Using RSS to Retrieve News Feeds

 


Overview

The Rich Site Summary (RSS) format is used for distributing news headlines on the Web. The following procedure explains the idiosyncratic way in which I set up setgetweb to acquire RSS feeds and display them on a web page. The instructions assume a Linux system running an Apache web server.

 

Procedure

  1. Verify you have Perl v5.003 or greater on your system...

    perl -v

  2. Install modules XML::Parser and XML::RSS...

    perl -MCPAN -e "install XML::Parser"
    perl -MCPAN -e "install XML::RSS"

  3. Create the Perl script, rsshtml.pl.

    rsshtml.pl generates HTML using the the RDF type of RSS feed. Here are some usage examples...

    rsshtml.pl http://slashdot.org/slashdot.rdf > slashdot.html
    rsshtml.pl http://freshmeat.net/backend/fm.rdf > freshmeat.html

  4. Create the Python script rss.py.

    rss.py can handle several different flavors of RSS feed. Here are some usage examples:

    python ./rss.py http://rss.news.yahoo.com/rss/topstories > yahoo.out
    python ./rss.py http://xml.metafilter.com/rss.xml > yahoo.out

  5. Format the output.

    I use the rss.sh shell script to format output.

  6. Configure rss.sh to run from cron every hour.

    For example...

    01 *  *  *  *  /var/www/tech/perl/rss.sh > /tmp/rss.log
    

  7. Enable your web site to use Server Side Includes by tweaking httpd.conf.
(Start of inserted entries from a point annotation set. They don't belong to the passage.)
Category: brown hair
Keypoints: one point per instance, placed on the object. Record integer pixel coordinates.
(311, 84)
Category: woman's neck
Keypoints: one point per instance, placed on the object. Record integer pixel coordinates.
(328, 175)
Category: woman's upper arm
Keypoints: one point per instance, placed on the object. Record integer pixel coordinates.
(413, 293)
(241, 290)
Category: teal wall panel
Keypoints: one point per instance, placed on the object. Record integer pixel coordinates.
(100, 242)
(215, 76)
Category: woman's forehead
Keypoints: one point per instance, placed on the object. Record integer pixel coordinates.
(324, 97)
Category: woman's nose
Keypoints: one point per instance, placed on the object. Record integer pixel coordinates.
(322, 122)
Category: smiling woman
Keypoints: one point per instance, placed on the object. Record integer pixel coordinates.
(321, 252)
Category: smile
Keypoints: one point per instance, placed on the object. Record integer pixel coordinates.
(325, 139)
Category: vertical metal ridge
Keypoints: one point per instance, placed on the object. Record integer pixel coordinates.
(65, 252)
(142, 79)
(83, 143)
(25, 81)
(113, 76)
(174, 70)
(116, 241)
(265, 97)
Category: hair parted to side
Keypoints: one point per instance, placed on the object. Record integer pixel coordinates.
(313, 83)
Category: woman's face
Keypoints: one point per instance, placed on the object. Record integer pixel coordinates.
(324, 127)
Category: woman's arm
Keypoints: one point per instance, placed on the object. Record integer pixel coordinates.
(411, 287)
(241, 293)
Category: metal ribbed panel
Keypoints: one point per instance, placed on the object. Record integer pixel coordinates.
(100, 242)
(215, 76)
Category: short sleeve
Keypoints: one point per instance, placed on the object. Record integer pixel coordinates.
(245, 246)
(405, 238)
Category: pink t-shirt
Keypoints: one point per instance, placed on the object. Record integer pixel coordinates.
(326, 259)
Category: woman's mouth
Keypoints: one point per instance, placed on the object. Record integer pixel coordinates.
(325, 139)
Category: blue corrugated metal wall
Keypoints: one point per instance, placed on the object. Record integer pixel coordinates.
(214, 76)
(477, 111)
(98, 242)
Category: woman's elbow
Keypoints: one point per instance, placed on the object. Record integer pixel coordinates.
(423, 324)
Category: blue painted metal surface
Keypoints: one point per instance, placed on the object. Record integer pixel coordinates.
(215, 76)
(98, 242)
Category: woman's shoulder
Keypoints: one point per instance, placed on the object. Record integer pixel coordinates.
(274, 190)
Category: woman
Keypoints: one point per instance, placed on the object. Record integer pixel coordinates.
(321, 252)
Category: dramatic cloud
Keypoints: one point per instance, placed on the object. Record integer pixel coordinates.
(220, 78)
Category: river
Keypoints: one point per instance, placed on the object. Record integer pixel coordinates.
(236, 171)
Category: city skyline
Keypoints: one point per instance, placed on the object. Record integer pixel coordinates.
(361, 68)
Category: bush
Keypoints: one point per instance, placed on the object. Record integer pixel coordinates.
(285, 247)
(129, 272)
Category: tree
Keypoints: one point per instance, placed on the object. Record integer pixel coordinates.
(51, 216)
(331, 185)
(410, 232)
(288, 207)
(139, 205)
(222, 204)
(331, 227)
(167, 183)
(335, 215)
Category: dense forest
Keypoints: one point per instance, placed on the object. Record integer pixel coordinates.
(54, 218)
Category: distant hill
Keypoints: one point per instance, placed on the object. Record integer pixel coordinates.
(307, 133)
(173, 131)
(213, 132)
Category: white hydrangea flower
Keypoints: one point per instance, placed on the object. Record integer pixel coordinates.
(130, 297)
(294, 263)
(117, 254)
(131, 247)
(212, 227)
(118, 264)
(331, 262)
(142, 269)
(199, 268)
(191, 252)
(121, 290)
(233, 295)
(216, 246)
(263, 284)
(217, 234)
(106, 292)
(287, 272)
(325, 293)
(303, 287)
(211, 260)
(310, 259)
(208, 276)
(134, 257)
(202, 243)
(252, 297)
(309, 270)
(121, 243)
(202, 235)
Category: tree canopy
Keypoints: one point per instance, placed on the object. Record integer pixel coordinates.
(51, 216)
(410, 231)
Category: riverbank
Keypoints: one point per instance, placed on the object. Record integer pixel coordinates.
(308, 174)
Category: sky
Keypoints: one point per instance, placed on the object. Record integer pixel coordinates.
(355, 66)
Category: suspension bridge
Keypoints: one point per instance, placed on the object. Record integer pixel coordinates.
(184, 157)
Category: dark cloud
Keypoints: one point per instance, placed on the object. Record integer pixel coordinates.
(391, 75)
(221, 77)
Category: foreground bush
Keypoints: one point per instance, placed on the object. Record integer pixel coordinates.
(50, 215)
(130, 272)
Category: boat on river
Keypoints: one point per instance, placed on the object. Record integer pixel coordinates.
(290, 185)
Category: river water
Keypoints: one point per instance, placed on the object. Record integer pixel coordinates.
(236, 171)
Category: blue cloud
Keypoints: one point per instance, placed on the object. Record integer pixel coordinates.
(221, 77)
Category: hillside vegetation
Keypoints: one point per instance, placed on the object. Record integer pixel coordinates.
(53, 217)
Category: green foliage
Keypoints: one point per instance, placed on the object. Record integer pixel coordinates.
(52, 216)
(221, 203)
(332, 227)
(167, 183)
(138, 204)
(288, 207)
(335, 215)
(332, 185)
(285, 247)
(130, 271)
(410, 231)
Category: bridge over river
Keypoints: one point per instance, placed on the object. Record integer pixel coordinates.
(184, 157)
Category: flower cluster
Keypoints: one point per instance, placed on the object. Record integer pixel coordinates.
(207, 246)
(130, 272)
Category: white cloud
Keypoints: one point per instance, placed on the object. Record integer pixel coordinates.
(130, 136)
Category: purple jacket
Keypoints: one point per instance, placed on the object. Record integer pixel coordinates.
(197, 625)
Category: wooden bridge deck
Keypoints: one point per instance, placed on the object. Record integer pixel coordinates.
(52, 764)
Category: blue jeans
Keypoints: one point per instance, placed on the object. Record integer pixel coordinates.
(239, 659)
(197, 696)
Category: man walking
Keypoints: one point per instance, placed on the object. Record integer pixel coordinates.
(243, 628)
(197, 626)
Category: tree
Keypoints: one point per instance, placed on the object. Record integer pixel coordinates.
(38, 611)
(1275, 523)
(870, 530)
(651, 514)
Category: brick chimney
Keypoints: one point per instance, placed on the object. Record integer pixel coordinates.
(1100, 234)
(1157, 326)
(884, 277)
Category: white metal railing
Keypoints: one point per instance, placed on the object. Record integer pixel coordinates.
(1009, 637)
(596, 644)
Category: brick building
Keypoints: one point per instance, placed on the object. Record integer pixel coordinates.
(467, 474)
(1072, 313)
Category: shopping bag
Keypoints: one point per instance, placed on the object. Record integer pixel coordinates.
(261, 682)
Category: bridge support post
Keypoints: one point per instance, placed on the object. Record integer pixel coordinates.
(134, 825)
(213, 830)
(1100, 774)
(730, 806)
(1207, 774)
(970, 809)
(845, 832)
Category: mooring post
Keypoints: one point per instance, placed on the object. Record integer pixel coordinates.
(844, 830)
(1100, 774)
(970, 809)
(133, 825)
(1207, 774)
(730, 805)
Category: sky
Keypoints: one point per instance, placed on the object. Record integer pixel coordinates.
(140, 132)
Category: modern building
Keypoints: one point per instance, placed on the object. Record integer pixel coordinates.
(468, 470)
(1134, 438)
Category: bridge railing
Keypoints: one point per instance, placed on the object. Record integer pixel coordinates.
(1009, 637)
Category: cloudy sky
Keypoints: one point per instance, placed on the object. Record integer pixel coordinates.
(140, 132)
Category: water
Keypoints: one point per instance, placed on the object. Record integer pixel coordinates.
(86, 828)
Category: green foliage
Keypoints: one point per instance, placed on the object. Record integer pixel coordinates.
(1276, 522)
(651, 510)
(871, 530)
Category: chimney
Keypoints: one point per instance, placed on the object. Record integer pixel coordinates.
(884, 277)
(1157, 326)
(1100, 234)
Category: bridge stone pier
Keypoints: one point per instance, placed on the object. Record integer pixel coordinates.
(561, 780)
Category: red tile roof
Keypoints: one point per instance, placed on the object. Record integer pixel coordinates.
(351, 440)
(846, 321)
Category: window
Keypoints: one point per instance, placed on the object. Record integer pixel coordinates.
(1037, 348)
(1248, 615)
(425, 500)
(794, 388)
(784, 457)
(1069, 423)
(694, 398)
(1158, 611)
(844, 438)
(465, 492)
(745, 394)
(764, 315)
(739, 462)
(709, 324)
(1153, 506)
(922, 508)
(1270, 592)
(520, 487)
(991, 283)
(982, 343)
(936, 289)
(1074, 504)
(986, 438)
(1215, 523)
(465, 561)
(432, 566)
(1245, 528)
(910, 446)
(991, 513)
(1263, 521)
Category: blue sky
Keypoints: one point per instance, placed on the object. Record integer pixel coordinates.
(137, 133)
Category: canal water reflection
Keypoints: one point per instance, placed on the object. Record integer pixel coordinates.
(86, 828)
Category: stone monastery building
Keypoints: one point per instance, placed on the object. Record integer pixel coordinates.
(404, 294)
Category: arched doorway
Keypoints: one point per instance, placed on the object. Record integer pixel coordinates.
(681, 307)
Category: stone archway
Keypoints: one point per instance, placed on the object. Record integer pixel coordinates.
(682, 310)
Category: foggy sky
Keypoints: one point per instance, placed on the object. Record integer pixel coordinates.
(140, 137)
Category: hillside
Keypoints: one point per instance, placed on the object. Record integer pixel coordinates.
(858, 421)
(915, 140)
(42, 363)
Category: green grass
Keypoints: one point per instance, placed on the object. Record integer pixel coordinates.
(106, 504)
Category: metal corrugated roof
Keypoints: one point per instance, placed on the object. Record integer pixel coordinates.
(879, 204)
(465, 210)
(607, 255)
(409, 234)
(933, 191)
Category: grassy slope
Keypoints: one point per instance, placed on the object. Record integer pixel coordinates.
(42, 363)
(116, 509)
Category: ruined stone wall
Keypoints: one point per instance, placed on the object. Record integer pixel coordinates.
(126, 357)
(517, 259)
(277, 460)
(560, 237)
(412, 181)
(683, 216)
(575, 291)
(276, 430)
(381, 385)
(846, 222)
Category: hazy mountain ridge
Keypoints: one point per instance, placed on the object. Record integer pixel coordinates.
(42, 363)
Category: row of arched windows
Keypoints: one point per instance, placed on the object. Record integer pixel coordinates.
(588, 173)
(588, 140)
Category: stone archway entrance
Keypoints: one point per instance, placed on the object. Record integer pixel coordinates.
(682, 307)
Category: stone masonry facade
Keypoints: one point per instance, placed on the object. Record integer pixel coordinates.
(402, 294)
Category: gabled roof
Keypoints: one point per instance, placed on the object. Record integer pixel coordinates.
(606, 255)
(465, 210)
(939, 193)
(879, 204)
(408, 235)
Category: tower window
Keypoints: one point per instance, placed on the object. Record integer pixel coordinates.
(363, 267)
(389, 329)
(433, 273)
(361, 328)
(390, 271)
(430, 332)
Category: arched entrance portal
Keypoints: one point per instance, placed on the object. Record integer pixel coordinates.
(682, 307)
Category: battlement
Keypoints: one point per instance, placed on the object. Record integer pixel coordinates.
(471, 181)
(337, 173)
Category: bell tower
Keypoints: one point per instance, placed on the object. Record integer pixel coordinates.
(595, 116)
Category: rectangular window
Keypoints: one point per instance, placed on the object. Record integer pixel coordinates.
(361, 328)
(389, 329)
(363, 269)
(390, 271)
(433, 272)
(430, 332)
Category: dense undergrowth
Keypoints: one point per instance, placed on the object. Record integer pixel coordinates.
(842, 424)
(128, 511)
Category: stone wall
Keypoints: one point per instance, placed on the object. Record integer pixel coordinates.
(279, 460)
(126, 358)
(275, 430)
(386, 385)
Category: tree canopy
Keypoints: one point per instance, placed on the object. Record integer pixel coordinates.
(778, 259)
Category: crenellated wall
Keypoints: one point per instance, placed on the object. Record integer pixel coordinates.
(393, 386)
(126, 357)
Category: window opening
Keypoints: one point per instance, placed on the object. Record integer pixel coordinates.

  8. Enable your web pages to use Server Side Includes by making them executable. For example...

    chmod 750 index.html

  9. Aggregate and render your RSS content on a web page.

    For example:

    <!--#include virtual="tech/perl/slashdot.html" -->
    <!--#include virtual="tech/perl/metafilter.html" -->

 


Last update: Sunday, 04-Oct-2020 07:12:40 PDT